China's Djibouti base not for military expansion
The support base China has just opened in Africa, which is meant for supply missions, is not a military outpost built to boost the country's military presence and play deterrent roles in the region.
Ships carrying Chinese military personnel depart Zhanjiang, Guangdong Province, July 11, 2017. They are to set up a support base in Djibouti. [Photo: Xinhua]
As the country's first overseas base ever, the Djibouti base, which was set up on Tuesday, has attracted attention worldwide.
But in the meantime, it also seems to give rise to certain concerns as some foreign media described the Djibouti base as a military outpost of China in the Indian Ocean to serve its interests in a big power competition.
Such interpretations or concerns about the base are completely unfounded.
The Djibouti base has nothing to do with an arms race or military expansion, and China has no intention of turning the logistics center into a military foothold.

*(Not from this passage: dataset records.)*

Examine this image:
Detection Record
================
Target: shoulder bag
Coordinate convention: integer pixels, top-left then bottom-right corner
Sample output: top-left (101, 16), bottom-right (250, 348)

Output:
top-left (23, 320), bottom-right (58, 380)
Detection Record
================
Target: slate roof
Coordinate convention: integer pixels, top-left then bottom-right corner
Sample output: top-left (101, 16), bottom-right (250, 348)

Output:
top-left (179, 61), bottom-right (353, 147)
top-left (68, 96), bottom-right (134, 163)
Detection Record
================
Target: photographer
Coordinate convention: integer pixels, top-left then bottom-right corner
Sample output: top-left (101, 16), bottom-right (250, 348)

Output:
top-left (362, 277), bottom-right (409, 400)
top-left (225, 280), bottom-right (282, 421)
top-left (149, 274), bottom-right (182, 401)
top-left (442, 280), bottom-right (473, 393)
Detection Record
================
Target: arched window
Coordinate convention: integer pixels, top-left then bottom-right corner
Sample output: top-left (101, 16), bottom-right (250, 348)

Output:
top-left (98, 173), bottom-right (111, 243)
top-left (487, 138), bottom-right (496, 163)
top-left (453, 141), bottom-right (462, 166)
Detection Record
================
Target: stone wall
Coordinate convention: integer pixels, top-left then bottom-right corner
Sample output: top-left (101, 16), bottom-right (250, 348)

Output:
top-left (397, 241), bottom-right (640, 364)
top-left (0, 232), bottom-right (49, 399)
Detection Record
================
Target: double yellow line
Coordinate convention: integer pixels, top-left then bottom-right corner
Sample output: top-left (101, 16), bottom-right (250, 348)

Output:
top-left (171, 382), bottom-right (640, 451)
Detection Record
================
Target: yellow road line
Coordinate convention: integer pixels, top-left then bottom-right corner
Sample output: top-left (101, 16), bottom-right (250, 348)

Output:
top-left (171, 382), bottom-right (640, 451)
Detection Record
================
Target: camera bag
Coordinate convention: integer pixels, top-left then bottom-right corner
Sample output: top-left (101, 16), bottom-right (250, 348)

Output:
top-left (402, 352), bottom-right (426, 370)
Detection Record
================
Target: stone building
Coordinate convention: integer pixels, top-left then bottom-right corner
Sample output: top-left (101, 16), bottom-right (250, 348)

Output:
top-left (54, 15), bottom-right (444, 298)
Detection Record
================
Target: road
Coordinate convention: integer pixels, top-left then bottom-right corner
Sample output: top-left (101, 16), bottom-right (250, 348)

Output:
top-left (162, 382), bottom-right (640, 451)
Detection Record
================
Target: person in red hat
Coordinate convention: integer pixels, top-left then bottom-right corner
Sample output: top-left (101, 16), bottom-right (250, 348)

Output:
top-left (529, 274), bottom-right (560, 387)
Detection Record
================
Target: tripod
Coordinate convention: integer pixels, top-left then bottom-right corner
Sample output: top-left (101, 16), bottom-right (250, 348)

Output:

As some political analysts have said, the significance of China's move to establish a base in Africa should not be underestimated, nor should it be exaggerated.
As a matter of fact, China would become only the latest nation to establish a base in Djibouti, which has already hosted a large U.S. military base as well as French and Japanese military installations.
Therefore, China's base should not be considered as a threat given that all those countries already have their own naval facilities in the region.
The base has not been established for China's strategic deployment of military forces, but for implementing the country's escorting, peace-keeping and humanitarian aid missions in Africa and West Asia.
As the country's foreign ministry has said, China has deployed vessels to the Gulf of Aden and the waters off the Somali coast on escort missions since 2008. During the process of escorting, the Chinese officers and men face many difficulties in replenishing food and fuel, and Djibouti offered logistical support in multiple instances.
Facing a daunting task of domestic governance and economic growth, China has remained down-to-earth and pragmatic, and the last thing it needs is ill will and groundless speculation.
The ultimate purpose of China's efforts in enhancing its military strength is to ensure its own security, instead of pursuing hegemony or seeking to police the world. Bearing that in mind, the rest of the world will find its communication with China can become much more effective.